The idea, he says, is to use the park as a catalyst to inspire innovation and collaboration between students and companies.
Coleman says the PDA had been in discussion with Spokane Valley-based Ag Energy, a clean technology company that converts agricultural waste into natural soil amendment products, to potentially be the anchor tenant for the facility.
The concept for the West Plains development shares some similarities with the plans for the Catalyst Building and the Hub Building underway at the southern edge of the University District, in Spokane, where the Hub will act as the central energy plant for both buildings.
Coleman says the PDA already has a few incentives in place for businesses to locate or expand within the designated 9,250 acres of land designated as the PDA, which includes having shovel-ready property available with the necessary infrastructure and the waiver of a general facilities charge by the city and the county.
Industrial symbiosis is by no means a new idea. The idea was first introduced in Kalundborg, Denmark in 1961 and is commonly practiced, says Olsen.
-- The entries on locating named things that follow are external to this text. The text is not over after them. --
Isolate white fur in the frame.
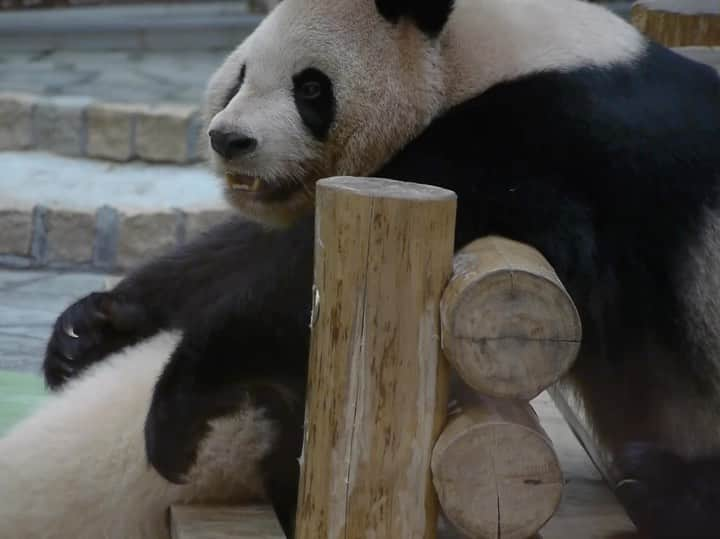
[205,0,646,222]
[0,334,273,539]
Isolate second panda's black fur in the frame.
[45,8,720,538]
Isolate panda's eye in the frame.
[298,80,322,100]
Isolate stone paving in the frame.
[0,50,229,105]
[0,152,231,272]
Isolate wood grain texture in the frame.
[170,505,285,539]
[440,236,582,400]
[296,178,456,539]
[631,0,720,47]
[432,396,563,539]
[439,391,636,539]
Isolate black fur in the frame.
[223,64,247,108]
[375,0,455,37]
[293,68,336,141]
[48,41,720,539]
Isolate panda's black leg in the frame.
[145,313,309,483]
[616,443,720,539]
[262,400,303,539]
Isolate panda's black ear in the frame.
[375,0,455,36]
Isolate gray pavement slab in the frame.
[0,47,231,105]
[0,152,227,214]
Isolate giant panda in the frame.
[0,332,274,539]
[15,0,720,538]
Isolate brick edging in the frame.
[0,205,232,272]
[0,92,204,164]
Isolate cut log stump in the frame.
[440,236,582,400]
[432,396,563,539]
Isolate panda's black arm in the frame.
[145,298,310,537]
[43,217,312,388]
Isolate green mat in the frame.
[0,371,47,435]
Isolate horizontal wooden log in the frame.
[432,388,563,539]
[440,236,582,400]
[296,178,456,539]
[631,0,720,47]
[170,505,285,539]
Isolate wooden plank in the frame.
[171,392,639,539]
[637,0,720,15]
[630,0,720,47]
[170,505,285,539]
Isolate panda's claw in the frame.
[43,292,152,390]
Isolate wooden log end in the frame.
[441,237,582,400]
[316,176,457,201]
[431,403,563,539]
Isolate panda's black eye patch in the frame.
[223,64,246,108]
[293,67,335,140]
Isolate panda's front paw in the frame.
[616,443,720,539]
[43,292,146,390]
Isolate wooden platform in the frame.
[171,392,640,539]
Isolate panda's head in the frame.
[205,0,453,224]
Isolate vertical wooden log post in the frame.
[296,178,456,539]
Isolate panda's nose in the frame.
[208,129,257,159]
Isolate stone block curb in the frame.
[0,205,233,273]
[0,92,205,164]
A Spokane contingency was introduced to the idea when it visited Denmark in September of 2018, she says.
Olsen says more than 20 city officials, representatives of nonprofits, and business members from the Spokane community participated in a grant program through the Seattle-based Scan|Design Foundation that allowed them to travel abroad in late 2018 to explore bringing the idea to Spokane.
In Olympia, the Center for Sustainable Infrastructure is working with state lawmakers to introduce legislation to embrace an industrial symbiosis model established in Denmark.
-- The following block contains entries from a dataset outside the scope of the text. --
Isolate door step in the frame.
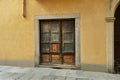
[39,64,77,69]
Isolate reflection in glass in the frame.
[41,33,50,42]
[41,22,49,32]
[63,33,74,42]
[41,44,50,53]
[51,22,60,32]
[51,33,59,42]
[50,44,60,52]
[62,21,74,32]
[63,43,74,52]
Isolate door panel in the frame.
[40,19,75,64]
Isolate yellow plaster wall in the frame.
[0,0,107,64]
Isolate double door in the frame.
[40,19,75,65]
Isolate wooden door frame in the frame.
[34,14,81,68]
[106,0,120,73]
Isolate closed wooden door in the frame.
[40,19,75,65]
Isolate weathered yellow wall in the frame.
[0,0,107,67]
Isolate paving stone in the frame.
[0,66,120,80]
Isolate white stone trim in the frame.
[34,14,80,67]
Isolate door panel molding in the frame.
[34,14,80,68]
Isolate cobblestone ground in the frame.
[0,66,120,80]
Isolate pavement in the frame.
[0,66,120,80]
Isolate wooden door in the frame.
[40,19,75,64]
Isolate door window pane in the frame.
[41,22,50,32]
[50,21,60,32]
[62,21,74,32]
[51,44,60,52]
[41,44,50,53]
[63,33,74,42]
[51,33,60,42]
[41,33,50,42]
[63,43,74,53]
The proposed bill, SB 5936, was unanimously passed in the Senate Environment, Energy & Technology Committee, the Senate Ways and Means Committee, the full Senate, and the House Committee on Environment and Energy. The legislative session ended before the bill could be presented to the House Appropriations Committee, so the bill will need to be reintroduced at the start of the next session.
If SB 5936 is passed, it will require the Department of Commerce to set up an industrial waste coordination program and will allow the department to provide grants or loans to help fund projects that use industrial symbiosis practices.
Rhys Roth, president of the center, says, “There’s going to need to be the public sector and the private sector coming together. I think the public sector has an important role to play … but private-sector investment and innovation is really key. The industrial symbiosis in Denmark was led a lot of the way by industry.”
Roth travelled with six legislators in September of 2017 to Kalundborg, Denmark, to tour the city, which is credited with establishing the idea of industrial symbiosis. Roth visited the city again in September of 2018 as part of the group that included Spokane city leaders and companies.
“Spokane is really leaning forward in terms of thinking about how to leverage the technology transitions going on in clean technology to put our economy on the map in terms of the green economy and generate innovation and dynamic companies,” Roth says. “I think this West Plains zone seems like a really good spot to explore the symbiosis and the industrial resource innovation opportunities as Spokane grows its green economy.”